I told someone off yesterday. Someone I care about and want to keep in my life. But I had been complaining about this person for days and I finally couldn’t take it any longer. I sat down and let my fingers fly on my keyboard. I type 70 words per minute; I was surprised I didn’t start a small fire.
I told this person just how mean and arrogant and selfish and devoid of compassion they were and that I wondered what had happened to them. I made up new swear words. I called them names and furiously gave them my armchair analysis of why their whole personality had seemed to change lately. I flipped them off electronically, letting my fingers smash against the keys.

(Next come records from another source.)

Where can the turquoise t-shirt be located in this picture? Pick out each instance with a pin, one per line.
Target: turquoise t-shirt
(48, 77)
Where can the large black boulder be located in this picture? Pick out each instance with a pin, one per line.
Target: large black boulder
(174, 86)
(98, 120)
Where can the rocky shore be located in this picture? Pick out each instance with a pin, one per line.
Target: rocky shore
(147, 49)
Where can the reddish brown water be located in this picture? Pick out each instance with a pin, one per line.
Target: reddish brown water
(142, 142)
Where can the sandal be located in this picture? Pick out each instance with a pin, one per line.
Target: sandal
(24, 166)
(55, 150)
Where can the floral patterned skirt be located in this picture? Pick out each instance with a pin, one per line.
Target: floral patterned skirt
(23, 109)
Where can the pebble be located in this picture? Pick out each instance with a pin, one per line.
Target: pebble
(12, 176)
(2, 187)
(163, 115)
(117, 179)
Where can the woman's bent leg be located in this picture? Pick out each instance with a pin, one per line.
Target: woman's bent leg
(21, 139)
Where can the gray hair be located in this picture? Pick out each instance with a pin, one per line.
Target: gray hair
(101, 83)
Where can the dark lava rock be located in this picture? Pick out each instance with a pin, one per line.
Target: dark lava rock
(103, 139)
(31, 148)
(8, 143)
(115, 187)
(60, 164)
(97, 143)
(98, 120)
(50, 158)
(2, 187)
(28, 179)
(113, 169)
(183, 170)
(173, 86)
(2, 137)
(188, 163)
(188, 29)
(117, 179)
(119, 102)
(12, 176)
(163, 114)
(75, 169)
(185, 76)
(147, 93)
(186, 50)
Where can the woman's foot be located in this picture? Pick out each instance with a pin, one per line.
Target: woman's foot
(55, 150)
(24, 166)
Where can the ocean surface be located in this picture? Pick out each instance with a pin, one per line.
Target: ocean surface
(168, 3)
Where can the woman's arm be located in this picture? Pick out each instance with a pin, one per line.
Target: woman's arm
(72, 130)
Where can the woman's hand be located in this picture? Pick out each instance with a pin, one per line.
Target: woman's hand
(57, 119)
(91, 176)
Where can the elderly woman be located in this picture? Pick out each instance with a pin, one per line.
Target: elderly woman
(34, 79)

Eventually, I told them that yes, I was trying to hurt them just as much as they had hurt me recently but ultimately, I was telling them all of this in the hopes that they would come to their senses and stop being such a fucking asshole.
I’m not going to lie; it felt good. After 17 minutes, I sat back, exhausted but as cool as the cup of tea I hadn’t touched since I started typing. I felt…better.
And then I did something really, really unusual.
I didn’t send it.
I realize that may take a moment to process.
Why not send it? After all, we have so many different ways to tell someone they’re an asshole. I could have texted them – using strangely bastardized language like “ur” and “fing ahole.” I could have tweeted them, just writing asshole over and over until I hit 140 characters. I could have posted on their Facebook page and let all 1,423 of their friends see exactly what I thought of this person and tried to get all of them to agree with me. I could have just as easily sent an email; I could have cut and pasted from Word into an email and hit “send.” I could have. I easily could have.
But I didn’t. Why? Because then I would have been a fucking asshole too.
And yet, plenty of people let their thoughts fly unguarded out of their head and into the virtual world because the means to do so are so darn accessible. Much like the plastic trinkets you don’t need but still buy because they are placed near the register in a store – impulse buys, as they’re called – all the actions we don’t necessarily need to take are at our fingertips 24 hours a day.
Don’t like what someone’s posted on their Facebook page? Call them a name and feel the pleasure in the mouse click. When people disagree with you, call them names. Repeat until you are dropped as a Facebook friend.
Religious or political tweet challenge your own beliefs? Spew a vitriolic tweet back without a second thought.
Someone in your inner circle hurt your feelings? Text them. Instant Message them. Open up that email program letting your pain and anger lead the way and then hit “send” before you can say I wonder if I should send this.
I’m not talking about public figures. I’m not talking about anonymous strangers.
I’m talking about you and me. Our impulses are having a field day with our keyboards. We seem to have forgotten how to take a step back, especially if we’re fuming.
Without that step back, we all have the potential to become a temporary asshole.
Unadulterated thoughts are the equivalent of your Id and Ego having wild, violent sex in the middle of the freeway. They are shocking, disturbing and create nothing but a ripple effect of pain and chaotic response.
And the Internet is their pimp.
I’m not saying we should bury our emotions or avoid productive disagreements. But if we’re interested in maintaining certain relationships, we need to remember how to actually communicate instead of just reacting.
Hurling an email or Facebook post or IM or text at someone in the heat of any blinding emotion is the same as punching them in the face. It’s not going to get the other person to understand you on a deeper level, it’s going to get you a bloody nose.
Perhaps it’s better to wait for your Id and Ego to stop their barbarous coupling before you try to have a conversation.
In other words, like those trinkets at the store, just because the impulse pimps are there doesn’t mean we have to use them.
There was a time when, if you wanted to tell someone off without confronting them directly, you had to write a letter. You had to throw your Id and Ego up against each other on the page, exalting in the freedom of fiery spit. But then all the steps you had to go through – folding the letter, sticking it in the envelope, licking of the bitter glue, checking the address, finding a frigging stamp and getting to a mailbox – made you think twice about what you had written. Sealing your words into a paper capsule was like compressing their power into a bomb that would go off when the reader ripped it open. A bomb you could never diffuse.
You had more time to think about the consequences. Much more time than the nanosecond it takes to slide your mouse over an onscreen button. And so The Letter You Never Send evolved. It was a letter that was so emotionally satisfying to write, that you didn’t need it to blow up in the other person’s face.
So. I wrote that letter. And I know that with time, I’ll find a way to talk to the object of my derision without my Id & Ego flashing their wares like cheap whores.
(If you were born after 1987, none of that made sense. Go ask your parents what a “letter” is.)
I propose we reinstate The Letter You Never Send. We don’t have to call it a letter. To encompass all the online inanities, we can call it The Electronic Punch You Never Send. We can teach it to our kids, who don’t understand the concept of not sending words into the ether and as a result, have highly-honed impulse skills and crumbling communication censors.
Because the bottom line is this: if you fall prey to the impulse pimp constantly, hitting “send” over and over like an addict, it’s harder to prove you’re just a temporary asshole.